シャロウマーケティングからナロウマーケティングへ/純丘曜彰 教授博士
20年来、IT産業だ、と言って大騒ぎし急成長したが、どこも天井が見え、もはや先行投資を口実とした赤字の垂れ流しが許されなくなってきて、一斉にコストダウンのための人員削減に走り始めた。結局のところ、連中はしょせん前世紀的な大衆消費社会のパラダイムの中の存在であり、その最後の徒花にすぎなかった。
20世紀末、ITの創生期から問題になっていたのが、技術的な困難よりも、その法外な開発費用を賄うにたるマネタイズの方法だった。それゆえ、それは、当初、国防や大学の研究機関、好事家の個人趣味に留まっていた。ところが、2000年を超えるころ、先行者たちが築いたインターネットのインフラに便乗する形で、大衆化されたIT企業が次々とラウンチ。とりあえず利用者を集めろ、利益は後から付いてくる、とばかりに、急拡大し、市場から巨額投資を集めて、淘汰と吸収の末に現在の形に。
とはいえ、結局のところ、驚異的な利用者数のみを「資本」とする大衆IT企業というのは、新聞、ラジオ、テレビに代わるメディアで、そのマネタイズモデル、つまり、大衆消費財企業からの広告出稿を奪い取っただけ。新しさのかけらも無い。
戦争はもちろん経済も国家総力戦となったナポレオン以降、国家も企業もとにかく大量の兵員と工員を必要とし、地方の貧しかった人々を、それより上、中の下の「大衆」に取り込み、その生活向上を計ることによって、大量生産大量消費の20世紀の繁栄を築き上げてきた。ここにおいて、次から次へと開発されてくる新商品を津々浦々まで宣伝すべく、新聞からテレビまで、広告媒体としてのマスメディアが隆盛。そして、大衆IT産業も、この延長線上に陣をはった。
しかし、この間に、多くのものが機械による自動生産にシフト。戦争ですら、ただ多いだけの軍隊など、その兵站の自重で自滅するありさま。まして、IT産業などは、少数精鋭の天才的なエンジニアたちの画期的なひらめきで活路を開くもの。ただ、それがいまさらながらの大衆路線であったために、もっともヴォリュームのある中の下に関心を合わせる必要があって、そのコンテンツのレベル調整のために、どうでもいいような人材をも大量採用してきた。
だが、自動生産と少数精鋭によって世界的に進みゆく社会の経済格差の結果、急激に大衆が没落していっている。
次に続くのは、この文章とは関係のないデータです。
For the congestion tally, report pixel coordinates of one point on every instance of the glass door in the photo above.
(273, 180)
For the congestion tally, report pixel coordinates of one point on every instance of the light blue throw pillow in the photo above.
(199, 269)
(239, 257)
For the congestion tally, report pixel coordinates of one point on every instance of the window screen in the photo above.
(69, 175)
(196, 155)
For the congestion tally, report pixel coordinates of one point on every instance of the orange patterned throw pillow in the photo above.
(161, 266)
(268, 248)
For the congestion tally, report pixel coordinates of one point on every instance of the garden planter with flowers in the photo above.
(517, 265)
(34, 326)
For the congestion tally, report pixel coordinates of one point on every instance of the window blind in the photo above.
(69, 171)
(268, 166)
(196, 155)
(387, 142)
連中は、ただでぶらさがるだけで、カネを落とさない。いや、落とすカネが無い。そもそも、だれでも大卒というような、ばかげた産業の高次化で、産業の基幹となるべき農業食料や工業素材の生産力が衰退毀損していってしまっており、国家も社会も、国家や社会の生産力にぶらさがるだけの大衆にただ飯を食わす余力を失いつつある。いったい、この時代に、売る商品も無い企業が、購買力も無い中の下の大衆に向けて、薄っぺらな大量広告を出す意味があるだろうか。
そもそも、テレビのようなマスメディアはもちろん、新規に見えるだけのIT産業にしても、いまだに中の下の大衆に薄く広くターゲットを合わせたシャロウマーケティングの結果、ほんとうに購買力を残しているエクスクルーシブな顧客層が近づかなくなってきている。検索をかけても、ポータルサイトを見ても、自分たちとは縁の無い下世話な人々のあれこればかり。その大声にかき消され、自分たちがほんとうに必要としているモノ、必要としている情報にはなかなか到達できない。
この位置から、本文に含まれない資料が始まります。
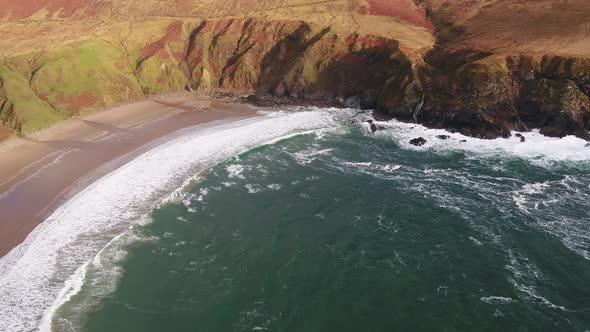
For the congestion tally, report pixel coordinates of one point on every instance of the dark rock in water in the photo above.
(418, 141)
(352, 102)
(372, 126)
もともと、いまやなにもかも供給量が限られてきている。それを大衆に宣伝したところで、連中に購買力は無いし、企業側も売る商品を準備できない。それでも、大衆IT産業は、救い反転の見込みも無く、ただ没落していくだけの働きバチたちの、麻薬的なガス抜き憂さ晴らしの痛み止め、緩和ケアとしては、今後もしばらくはかえって人気を博するだろう。だが、広告出稿が激減し、ターゲットの大衆も消滅してしまう以上、将来性は無い。
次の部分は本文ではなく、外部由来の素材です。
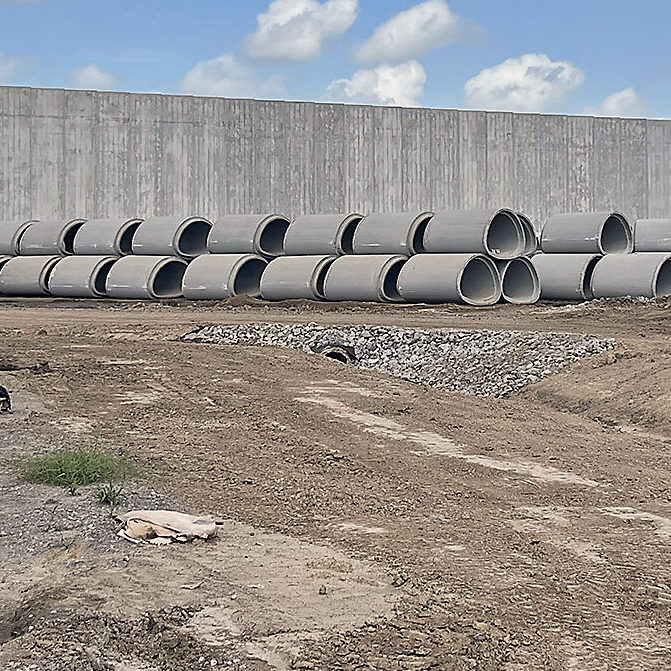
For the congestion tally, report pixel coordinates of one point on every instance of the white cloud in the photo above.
(92, 77)
(530, 83)
(226, 76)
(9, 68)
(386, 84)
(424, 27)
(625, 103)
(297, 30)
良くも悪くも、時代は囲い込みにシフトしている。安定した収入で家を持て、結婚して、子供がいて、それらそれぞれに高度な教育を施せるクラスは、急激に絞り込まれていっている。彼らは、むしろ現実の危機感を忘却させ、目先の逸楽的消費ばかりを促す麻薬的な大衆ITメディアには近づかない。それどころか、個人としての個性、将来性を奪うものとして、はっきりと背を向け、家族ともども忌み嫌っている。新しい技術は、新しい革袋へ。ITを使う以上、いかにして彼らにリーチして信頼関係を築くか、が、ナロウマーケティングの課題だ。